In particular, phytoremediation is attracting the attention of the scientific community, since it has been demonstrated to be a cost-effective solution for the remediation of contaminated sites, and, in the meantime, to be a feasible method for bio-fixation of CO2, resulting in highly sustainable technology. (Awa and Hadibarata, 2020) The ability to absorb heavy metals generally depends on the biomass produced, as well as on the ability of the plant to accumulate and translocate heavy metals in its biomass. (Eid and Shaltout, 2016; Hernández-Allica et al., 2008; Pachura et al., 2016) According to recent scientific literature, a good candidate for phytoremediation of soil contaminated by heavy metals is the hemp plant. (Ahmad et al., 2016; Morin-Crini et al., 2019; Zielonka et al., 2020) Kompolti, also known as hemp, the non-psychoactive variety of Cannabis sativa L., is an annual dioecious high-yielding industrial crop, and it is mainly grown for its fibers and seeds, generally being used for textiles, clothing, insulation, biodegradable plastics, food, animal feed, and biofuel production. (Adesina et al., 2020; Crini et al., 2020; Schluttenhofer and Yuan, 2017; Vasantha Rupasinghe et al., 2020) Hemp possesses some characteristics that make it quite suitable for phytoremediation, such as high biomass, long roots, and a favorably short industrial life cycle of 180 days. Importantly, hemp demonstrates a strong capability to sequester heavy metals like cadmium, zinc, lead, nickel, copper, and chromium when they are present in contaminated soil and water. (Citterio et al., 2003; Galić et al., 2019; Piotrowska-Cyplik and Czarnecki, 2003; Zielonka et al., 2020)

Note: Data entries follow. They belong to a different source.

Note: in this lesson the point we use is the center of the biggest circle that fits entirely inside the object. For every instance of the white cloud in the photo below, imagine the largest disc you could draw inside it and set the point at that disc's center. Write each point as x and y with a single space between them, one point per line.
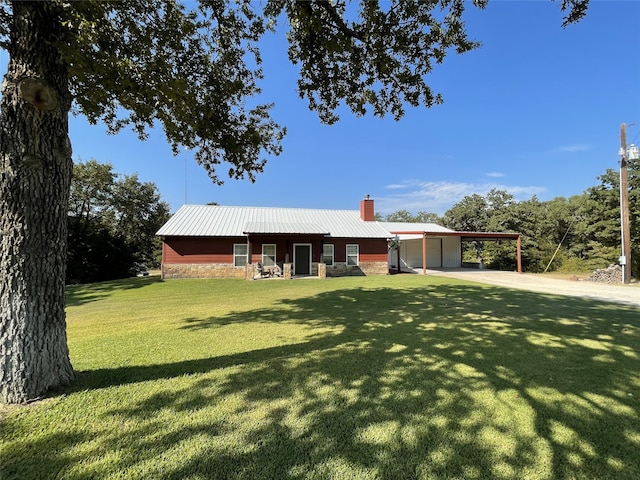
438 197
573 148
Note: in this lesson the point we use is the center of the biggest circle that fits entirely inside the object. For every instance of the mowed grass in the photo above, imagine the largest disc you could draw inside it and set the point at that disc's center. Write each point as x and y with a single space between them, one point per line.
390 377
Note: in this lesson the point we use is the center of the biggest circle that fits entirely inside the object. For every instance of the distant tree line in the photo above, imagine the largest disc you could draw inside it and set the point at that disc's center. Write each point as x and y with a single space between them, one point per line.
112 221
579 233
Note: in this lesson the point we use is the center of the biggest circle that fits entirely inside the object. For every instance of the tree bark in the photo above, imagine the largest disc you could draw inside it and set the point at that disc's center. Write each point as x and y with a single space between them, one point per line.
35 175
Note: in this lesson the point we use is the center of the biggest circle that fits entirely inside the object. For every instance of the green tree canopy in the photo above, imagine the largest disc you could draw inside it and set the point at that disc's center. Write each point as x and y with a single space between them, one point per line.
192 69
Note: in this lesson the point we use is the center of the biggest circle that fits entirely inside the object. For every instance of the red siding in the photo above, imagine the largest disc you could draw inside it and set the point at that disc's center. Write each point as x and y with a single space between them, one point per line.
199 249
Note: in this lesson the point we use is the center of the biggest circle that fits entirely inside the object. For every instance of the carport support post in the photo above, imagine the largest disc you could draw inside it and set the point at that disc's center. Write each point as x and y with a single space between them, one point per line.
424 253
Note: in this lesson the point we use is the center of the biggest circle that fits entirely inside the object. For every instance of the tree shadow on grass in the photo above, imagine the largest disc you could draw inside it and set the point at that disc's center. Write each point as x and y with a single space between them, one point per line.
447 381
77 295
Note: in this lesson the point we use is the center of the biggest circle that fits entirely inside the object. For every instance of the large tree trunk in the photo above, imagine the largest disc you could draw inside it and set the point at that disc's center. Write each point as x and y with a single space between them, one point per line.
35 174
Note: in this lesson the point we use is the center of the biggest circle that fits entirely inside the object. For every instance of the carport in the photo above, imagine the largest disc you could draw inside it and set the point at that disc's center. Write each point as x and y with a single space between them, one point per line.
464 237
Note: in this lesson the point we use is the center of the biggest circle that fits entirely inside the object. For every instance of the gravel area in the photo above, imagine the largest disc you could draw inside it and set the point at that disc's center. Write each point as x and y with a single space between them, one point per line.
625 294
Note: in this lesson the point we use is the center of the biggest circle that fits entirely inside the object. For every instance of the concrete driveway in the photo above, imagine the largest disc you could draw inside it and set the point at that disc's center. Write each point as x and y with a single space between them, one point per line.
625 294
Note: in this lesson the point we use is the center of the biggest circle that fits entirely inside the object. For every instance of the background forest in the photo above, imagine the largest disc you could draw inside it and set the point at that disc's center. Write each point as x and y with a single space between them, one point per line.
576 234
113 219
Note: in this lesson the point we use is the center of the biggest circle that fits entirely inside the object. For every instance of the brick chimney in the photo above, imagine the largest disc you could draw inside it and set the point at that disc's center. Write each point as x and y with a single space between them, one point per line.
366 209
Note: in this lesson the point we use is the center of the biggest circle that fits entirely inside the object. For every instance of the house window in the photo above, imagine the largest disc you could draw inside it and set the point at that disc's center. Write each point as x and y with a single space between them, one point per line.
268 255
240 257
352 255
327 254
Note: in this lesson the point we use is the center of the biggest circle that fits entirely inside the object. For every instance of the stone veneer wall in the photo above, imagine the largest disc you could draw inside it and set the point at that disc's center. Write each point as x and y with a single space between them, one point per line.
202 270
208 270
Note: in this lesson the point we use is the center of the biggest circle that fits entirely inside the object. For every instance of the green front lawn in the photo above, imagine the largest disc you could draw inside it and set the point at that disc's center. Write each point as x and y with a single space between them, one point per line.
390 377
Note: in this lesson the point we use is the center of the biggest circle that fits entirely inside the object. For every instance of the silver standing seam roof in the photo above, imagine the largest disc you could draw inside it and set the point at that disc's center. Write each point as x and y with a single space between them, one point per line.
224 221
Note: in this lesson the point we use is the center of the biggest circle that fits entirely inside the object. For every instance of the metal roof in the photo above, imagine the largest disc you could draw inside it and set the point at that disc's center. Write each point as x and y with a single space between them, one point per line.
399 227
225 221
285 227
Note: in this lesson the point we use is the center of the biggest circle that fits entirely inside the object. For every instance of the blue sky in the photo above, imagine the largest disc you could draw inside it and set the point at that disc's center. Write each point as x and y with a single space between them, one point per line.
536 110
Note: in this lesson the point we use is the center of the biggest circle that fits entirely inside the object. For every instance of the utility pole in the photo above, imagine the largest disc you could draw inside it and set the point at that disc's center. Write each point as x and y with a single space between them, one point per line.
625 260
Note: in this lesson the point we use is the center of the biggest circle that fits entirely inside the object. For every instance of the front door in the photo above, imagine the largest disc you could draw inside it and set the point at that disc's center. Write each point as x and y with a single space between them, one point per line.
302 259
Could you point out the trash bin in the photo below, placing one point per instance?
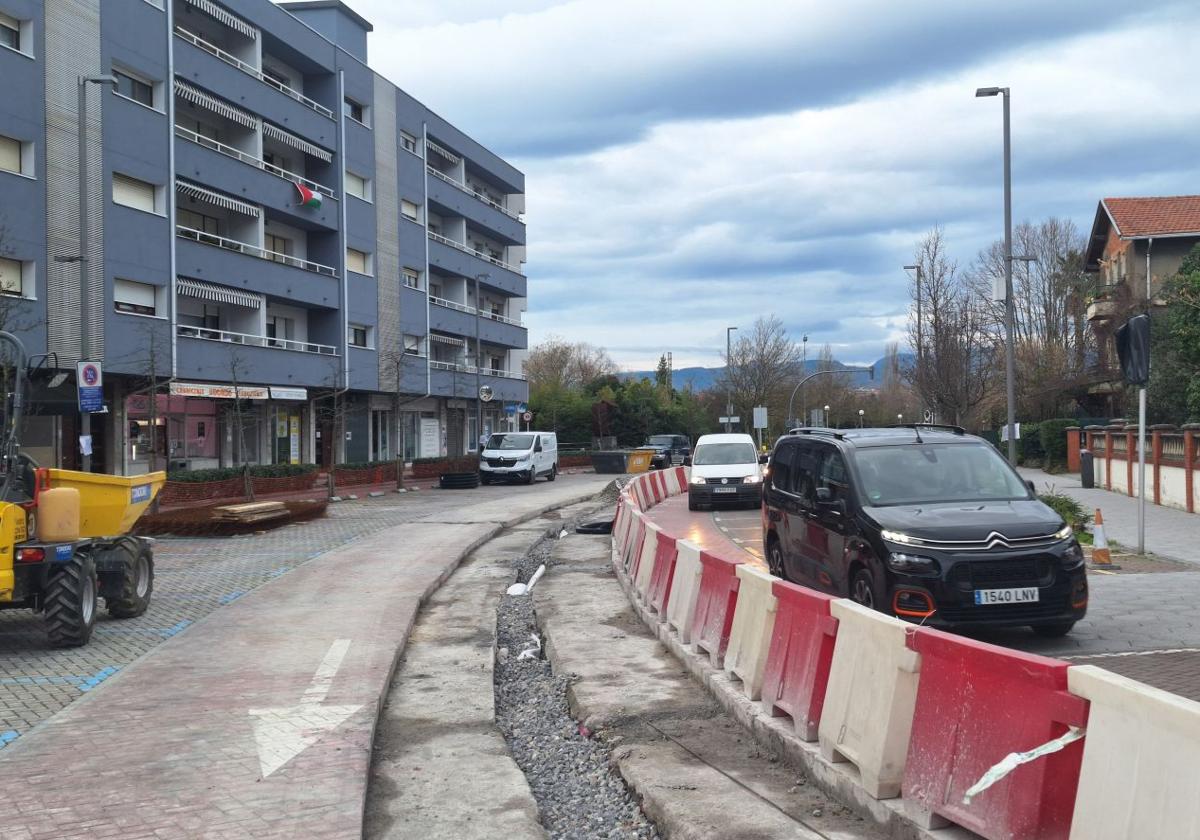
(1086, 468)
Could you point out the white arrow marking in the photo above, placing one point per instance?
(285, 732)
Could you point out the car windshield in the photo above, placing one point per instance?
(507, 442)
(931, 473)
(715, 454)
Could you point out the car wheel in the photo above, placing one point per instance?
(863, 591)
(1054, 630)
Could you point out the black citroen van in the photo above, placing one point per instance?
(928, 523)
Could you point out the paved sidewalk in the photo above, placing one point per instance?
(1169, 532)
(257, 721)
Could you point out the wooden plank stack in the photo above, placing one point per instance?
(250, 513)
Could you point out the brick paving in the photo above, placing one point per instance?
(165, 747)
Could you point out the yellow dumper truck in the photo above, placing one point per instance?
(64, 539)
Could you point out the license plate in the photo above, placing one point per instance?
(1019, 595)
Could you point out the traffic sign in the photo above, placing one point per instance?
(90, 387)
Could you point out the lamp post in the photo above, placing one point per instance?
(729, 381)
(84, 301)
(1009, 364)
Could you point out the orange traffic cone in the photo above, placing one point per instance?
(1101, 556)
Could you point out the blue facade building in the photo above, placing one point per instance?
(288, 258)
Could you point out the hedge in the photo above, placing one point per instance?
(273, 471)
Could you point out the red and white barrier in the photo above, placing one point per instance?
(869, 702)
(754, 619)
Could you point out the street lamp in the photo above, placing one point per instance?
(1009, 364)
(729, 381)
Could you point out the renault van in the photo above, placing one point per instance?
(520, 456)
(927, 523)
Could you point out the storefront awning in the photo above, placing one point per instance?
(219, 294)
(228, 18)
(297, 143)
(219, 199)
(217, 106)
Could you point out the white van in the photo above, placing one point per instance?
(519, 455)
(725, 468)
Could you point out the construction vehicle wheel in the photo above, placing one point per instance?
(70, 603)
(137, 581)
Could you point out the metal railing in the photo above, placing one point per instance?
(460, 246)
(252, 250)
(238, 154)
(250, 70)
(207, 334)
(469, 191)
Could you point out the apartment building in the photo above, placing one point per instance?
(276, 253)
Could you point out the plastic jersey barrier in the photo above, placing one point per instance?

Another attractive approach for the remediation of contaminated sites is the application of bioleaching technology, which uses direct metabolism or by-products of microbial processes to uptake heavy metals adsorbed onto the soil surface and to transform them so that the elements can be extracted when water is filtered through. Bioleaching has several advantages over conventional physical and chemical strategies, such as low cost, environmental sustainability, few hazardous characteristics of waste/sludge, low energy demand, and absence of toxic chemicals. (Bosecker, 1997; Drobíková et al., 2015; Mishra et al., 2005; Okoh et al., 2018; Rawlings, 2002; Sun et al., 2021)

Additionally, phycoremediation, which involves eukariotic algae and cyanobacteria in remediation processes, has been extensively applied to the treatment of wastewater. (Awa and Hadibarata, 2020) However, its application to the remediation of sediments and soils contaminated by heavy metals is less documented. Among the cyanobacteria, Arthrospira platensis possesses excellent chelating properties both towards heavy metals present in humans and towards those present in soil, water, and sludge. (Balaji et al., 2014; Bhattacharya, 2020; Konig-péter et al., 2015; Nalimova et al., 2005; Zinicovscaia et al., 2019, 2016) The dried biomass of Arthrospira platensis is commonly known as "spirulina," and it finds many applications in agriculture as a plant growth promoter, enhancing growth, increasing yield, and speeding up seed germination. (Tripathi et al., 2008; Wuang et al., 2016) Recently, the employment of this blue-green alga to uptake heavy metals in contaminated sites has been explored. (Cepoi et al., 2020; Wuang et al., 2016) The presence of a chloroplast-type ferredoxin in the active center has been reported as responsible for the chelating capability of spirulina (Tsukihara et al., 1978), whereby its efficiency is affected by many physical and chemical factors such as initial metal concentration, dosage, adsorption time, temperature, and pH. (Şeker et al., 2008)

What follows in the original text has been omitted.